For Parents

For Parents

Parent-Delivered Intervention in Infants at Risk for ASD

A research study shows early evidence that parent-mediated therapy may help infants’ social attention even before an autism spectrum disorder (ASD) diagnosis

What was the study about?

Social attention is the ability to focus one’s attention on important social cues such as faces. This study tested whether teaching parents strategies for interacting with their infants could improve social attention in infants at risk for ASD. The study compared two groups of infants who were randomly picked to receive a parent-delivered therapy program or ongoing assessments without therapy. The 10-week therapy program, called Promoting First Relationships (PFR), focused on increasing parents’ responsiveness to their infants’ communication. Some of the infants were at high risk of ASD because they had an older sibling with autism while others were at low risk because they had no family members with ASD. The researchers tested all of the infants at the beginning of the study, 6 months later, and 12 months after that. They observed how the infant’s attention to faces changed over time. They compared differences in those who received therapy versus those who did not and infants at high risk of ASD versus those with low risk. Differences between the groups helped them understand if the treatment worked to improve social attention and with which types of infants it worked.

 

The authors also investigated how to measure infants’ social attention using tests of their brain activity (EEG). EEG results are a potential way to detect ASD in infancy, and the test may be more sensitive than a human observer at this age!

 

What did they find and what does it mean?
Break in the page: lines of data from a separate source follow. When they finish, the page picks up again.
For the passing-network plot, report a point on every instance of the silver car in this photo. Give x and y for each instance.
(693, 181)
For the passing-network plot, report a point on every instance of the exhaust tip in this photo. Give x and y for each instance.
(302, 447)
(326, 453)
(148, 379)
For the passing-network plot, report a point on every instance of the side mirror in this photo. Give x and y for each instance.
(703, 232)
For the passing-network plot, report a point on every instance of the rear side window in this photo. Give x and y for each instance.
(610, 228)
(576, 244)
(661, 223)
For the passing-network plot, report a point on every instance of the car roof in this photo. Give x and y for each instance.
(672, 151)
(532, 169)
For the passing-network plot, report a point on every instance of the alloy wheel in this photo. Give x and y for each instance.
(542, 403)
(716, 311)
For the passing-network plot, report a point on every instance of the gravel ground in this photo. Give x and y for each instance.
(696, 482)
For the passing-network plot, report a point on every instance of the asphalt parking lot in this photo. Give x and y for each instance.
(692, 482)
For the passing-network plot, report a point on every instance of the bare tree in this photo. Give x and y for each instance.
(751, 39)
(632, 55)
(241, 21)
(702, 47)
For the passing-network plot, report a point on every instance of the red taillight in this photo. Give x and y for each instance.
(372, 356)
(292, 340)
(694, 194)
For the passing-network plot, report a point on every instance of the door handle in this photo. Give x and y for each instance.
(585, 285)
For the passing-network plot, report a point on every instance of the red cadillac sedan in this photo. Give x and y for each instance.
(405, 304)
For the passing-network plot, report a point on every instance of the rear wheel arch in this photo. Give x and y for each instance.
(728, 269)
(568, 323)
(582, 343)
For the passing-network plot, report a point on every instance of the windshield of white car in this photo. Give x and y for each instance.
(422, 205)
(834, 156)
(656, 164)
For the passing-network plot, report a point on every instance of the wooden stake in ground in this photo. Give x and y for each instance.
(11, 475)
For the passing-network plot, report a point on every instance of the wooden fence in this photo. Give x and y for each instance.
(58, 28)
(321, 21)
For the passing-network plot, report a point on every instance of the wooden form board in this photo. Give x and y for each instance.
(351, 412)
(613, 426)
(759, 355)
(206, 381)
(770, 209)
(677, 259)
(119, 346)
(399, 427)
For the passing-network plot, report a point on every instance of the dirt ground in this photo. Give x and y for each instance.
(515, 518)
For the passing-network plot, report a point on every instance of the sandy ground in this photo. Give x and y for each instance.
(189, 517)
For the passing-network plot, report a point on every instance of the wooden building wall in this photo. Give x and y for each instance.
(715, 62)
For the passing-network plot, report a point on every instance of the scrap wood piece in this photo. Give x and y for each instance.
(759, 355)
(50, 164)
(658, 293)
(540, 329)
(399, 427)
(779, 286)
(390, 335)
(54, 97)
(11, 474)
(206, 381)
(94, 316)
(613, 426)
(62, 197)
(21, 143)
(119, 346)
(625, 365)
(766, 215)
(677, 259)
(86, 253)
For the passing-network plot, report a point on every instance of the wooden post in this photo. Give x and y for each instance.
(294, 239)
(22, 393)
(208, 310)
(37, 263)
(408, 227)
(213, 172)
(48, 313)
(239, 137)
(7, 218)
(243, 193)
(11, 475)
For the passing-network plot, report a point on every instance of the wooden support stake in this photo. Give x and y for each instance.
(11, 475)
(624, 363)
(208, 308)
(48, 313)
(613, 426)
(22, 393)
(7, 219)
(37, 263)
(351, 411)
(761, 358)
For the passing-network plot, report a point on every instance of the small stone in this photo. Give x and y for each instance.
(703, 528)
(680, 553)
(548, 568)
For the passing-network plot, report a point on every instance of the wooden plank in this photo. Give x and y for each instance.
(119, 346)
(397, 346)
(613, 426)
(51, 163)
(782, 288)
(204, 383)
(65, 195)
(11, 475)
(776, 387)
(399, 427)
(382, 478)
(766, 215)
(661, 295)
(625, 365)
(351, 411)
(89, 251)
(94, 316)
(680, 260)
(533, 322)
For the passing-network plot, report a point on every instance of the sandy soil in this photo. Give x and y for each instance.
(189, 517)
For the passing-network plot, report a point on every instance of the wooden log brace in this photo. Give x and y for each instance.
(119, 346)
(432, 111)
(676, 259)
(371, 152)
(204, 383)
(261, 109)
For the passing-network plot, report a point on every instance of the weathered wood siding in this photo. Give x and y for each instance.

The researchers found that infants at high risk of ASD who received the therapy program showed improvements in their social attention. These improvements were seen in typical behavior assessments (looking at pictures of faces compared to pictures of toys) as well as in brain scans. These results are another piece of evidence that parent-delivered therapy can help improve young children’s social skills. Unique to this study is the finding that doing parent-delivered therapy with infants at high risk of ASD can potentially impact the way the infants’ brains process social cues. This may be a new avenue for treatment.

 

Why does it matter?

In one of our previous blog posts, we talked about the importance of detecting ASD early in life and a new way that may be possible. We also discussed the benefits of starting therapy as soon as possible. Here the authors present a specific way therapy may improve a child’s skills before we are currently able to diagnose ASD!

 

What’s next?

Continued growth of the ways in which researchers can use brain activity to detect behaviors is a key part of this study. Brain activity measures for diagnosis or screening are very exciting, but as of now there is still much work to be done for them to be potentially used by speech-language pathologists or pediatricians. In the meantime, this is another great piece of evidence that teaching parents strategies to use with their children is feasible and beneficial.

 

 

Works Cited

Jones, E., Dawson, G., Kelly, J., Estes, A., & Webb, S. J. (2017). Parent-delivered early intervention in infants at risk for ASD: effects on electrophysiological and habituation measures of social attention. Autism Research.